Around the World in 80 Timesteps: A Generative Approach to Global Visual Geolocation
Nicolas Dufour, David Picard, Vicky Kalogeiton, Loic Landrieu
2024-12-10

Summary
This paper talks about a new method for predicting where an image was taken on Earth using a generative approach called global visual geolocation, which accounts for the uncertainty in image localization.
What's the problem?
Predicting the exact location of an image can be very challenging because images vary in how clearly they show where they were taken. Most existing methods try to give a single answer for the location, but they often ignore the uncertainty involved, leading to less accurate results.
What's the solution?
The authors propose a generative approach that uses advanced techniques like diffusion and Riemannian flow matching to improve geolocation accuracy. Instead of just providing one location, their method predicts a range of possible locations and gives a probability for each one. This allows the model to better handle the ambiguity in images and provides a more reliable estimate of where the photo was taken. They tested this method on several benchmarks and found it performed better than previous techniques.
Why it matters?
This research is important because it enhances how we can determine the locations of images, which has applications in mapping, tourism, and even social media.
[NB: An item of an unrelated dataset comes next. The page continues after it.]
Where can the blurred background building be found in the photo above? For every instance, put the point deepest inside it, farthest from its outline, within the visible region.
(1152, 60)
By providing a more nuanced understanding of where photos are taken, this approach can help improve technologies that rely on visual data, making them more effective and user-friendly.
Abstract
Global visual geolocation predicts where an image was captured on Earth. Since images vary in how precisely they can be localized, this task inherently involves a significant degree of ambiguity. However, existing approaches are deterministic and overlook this aspect. In this paper, we aim to close the gap between traditional geolocalization and modern generative methods. We propose the first generative geolocation approach based on diffusion and Riemannian flow matching, where the denoising process operates directly on the Earth's surface. Our model achieves state-of-the-art performance on three visual geolocation benchmarks: OpenStreetView-5M, YFCC-100M, and iNat21. In addition, we introduce the task of probabilistic visual geolocation, where the model predicts a probability distribution over all possible locations instead of a single point. We introduce new metrics and baselines for this task, demonstrating the advantages of our diffusion-based approach. Codes and models will be made available.